Courts have also looked at whether both benefits were meant to replace the same wages that the claimant is no longer able to earn, which usually results in an offset. The offset is designed to avoid replacing wages twice from the same wage-loss period – to prevent the claimant from “double-dipping.”
The benefit’s purpose can be a factor as well. For example, the Spevak court explained that service-connected disability retirement benefits are usually similar to a Workers’ Compensation award, and ordinary disability retirement benefits, MAY be similar if the work injury also triggered the disability retirement. But, in Newman, the Court of Appeals said that retirement benefits based on age and years of service were NOT similar to Workers’ Compensation benefits based on work-related injury, so collecting both is not an impermissible windfall.
Paid sick leave was similar to permanent partial disability in Workers’ Compensation, so the court ordered setoff in Board of Education of Prince George’s Cty. v. Brady, according to the Spevak opinion. And the cash part of a Workers’ Compensation vocational rehabilitation award meant as wage replacement was similar to disability retirement benefits, so the cash award was subject to setoff as well. However, the rehabilitation portion of the benefit consisting of counseling and job services was not similar; therefore, it survived the setoff.
Why is Spevak potentially harmful to claimants?
These decisions have not been completely consistent and are intensely dependent on the detailed facts of each case. Still, despite some courts referring to a legislative intention that the purpose of the setoff is to prevent double recovery for the same injury, Spevak took a broader approach. It applied the setoff to Spevak’s benefits for DIFFERENT injuries, saying that so long as a claimant’s “permanent total or permanent partial [W]orkers’ [C]ompensation benefits … is awarded for injuries or diseases [are] related to that same employment”, the setoff applies. This is contrary to the holding in Reger v. Wash. Co. Bd. of Ed., where the Court of Appeals indicated that “similar benefits” as a setoff was applicable to “benefits accruing by reason of the same injury,” citing Newman.
This approach in the Spevak decision could prevent firefighters and other covered government employees receiving retirement or pension benefits after a work injury or occupational disease from getting any Workers’ Compensation for later developing service-related injuries or illnesses.

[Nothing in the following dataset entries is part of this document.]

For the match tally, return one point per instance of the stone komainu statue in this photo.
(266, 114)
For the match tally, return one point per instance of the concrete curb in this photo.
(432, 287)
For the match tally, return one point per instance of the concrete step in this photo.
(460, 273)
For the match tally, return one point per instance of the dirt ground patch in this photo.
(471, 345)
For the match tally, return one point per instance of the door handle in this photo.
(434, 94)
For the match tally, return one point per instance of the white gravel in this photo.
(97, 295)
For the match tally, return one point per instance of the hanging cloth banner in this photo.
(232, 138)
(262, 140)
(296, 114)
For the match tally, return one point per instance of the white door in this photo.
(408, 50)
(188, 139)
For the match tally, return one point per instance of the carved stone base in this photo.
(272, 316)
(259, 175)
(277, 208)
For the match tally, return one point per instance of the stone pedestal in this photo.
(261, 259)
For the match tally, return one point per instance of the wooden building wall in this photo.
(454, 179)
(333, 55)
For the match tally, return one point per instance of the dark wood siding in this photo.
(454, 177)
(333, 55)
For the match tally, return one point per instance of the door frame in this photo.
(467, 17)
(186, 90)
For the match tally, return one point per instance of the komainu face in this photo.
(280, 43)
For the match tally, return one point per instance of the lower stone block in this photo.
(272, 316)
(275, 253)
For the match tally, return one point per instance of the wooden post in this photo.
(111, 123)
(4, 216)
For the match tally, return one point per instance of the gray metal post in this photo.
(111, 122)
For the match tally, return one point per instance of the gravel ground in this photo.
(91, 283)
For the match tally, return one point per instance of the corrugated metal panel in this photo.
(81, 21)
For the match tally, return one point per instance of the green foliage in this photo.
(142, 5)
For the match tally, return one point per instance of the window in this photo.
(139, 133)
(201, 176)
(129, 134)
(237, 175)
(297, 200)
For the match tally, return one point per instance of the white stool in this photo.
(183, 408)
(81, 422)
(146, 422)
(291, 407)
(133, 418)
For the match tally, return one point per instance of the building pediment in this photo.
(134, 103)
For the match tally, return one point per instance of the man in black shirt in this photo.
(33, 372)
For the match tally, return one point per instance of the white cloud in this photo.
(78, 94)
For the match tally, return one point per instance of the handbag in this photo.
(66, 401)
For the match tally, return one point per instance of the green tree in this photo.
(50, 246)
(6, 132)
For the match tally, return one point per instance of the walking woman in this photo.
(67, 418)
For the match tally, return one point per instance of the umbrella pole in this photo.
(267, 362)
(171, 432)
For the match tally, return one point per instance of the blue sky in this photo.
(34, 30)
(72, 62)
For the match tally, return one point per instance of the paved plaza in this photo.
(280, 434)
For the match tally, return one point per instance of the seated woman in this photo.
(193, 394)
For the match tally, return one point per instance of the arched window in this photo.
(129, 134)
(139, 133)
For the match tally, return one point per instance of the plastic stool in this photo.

The Maryland Court of Appeals has granted certiorari (permission to review the lower court’s decision), so this case will ultimately be decided by the highest court in Maryland, most likely, in late 2022.
Anyone facing setoff issues related to Workers’ Compensation should speak with an attorney about the current state of the law and how to effectively advocate before the Commission or in court for maximum benefits. As demonstrated, the law is complicated, and it is important an injured worker receive counsel to best ensure the coverage they are entitled to.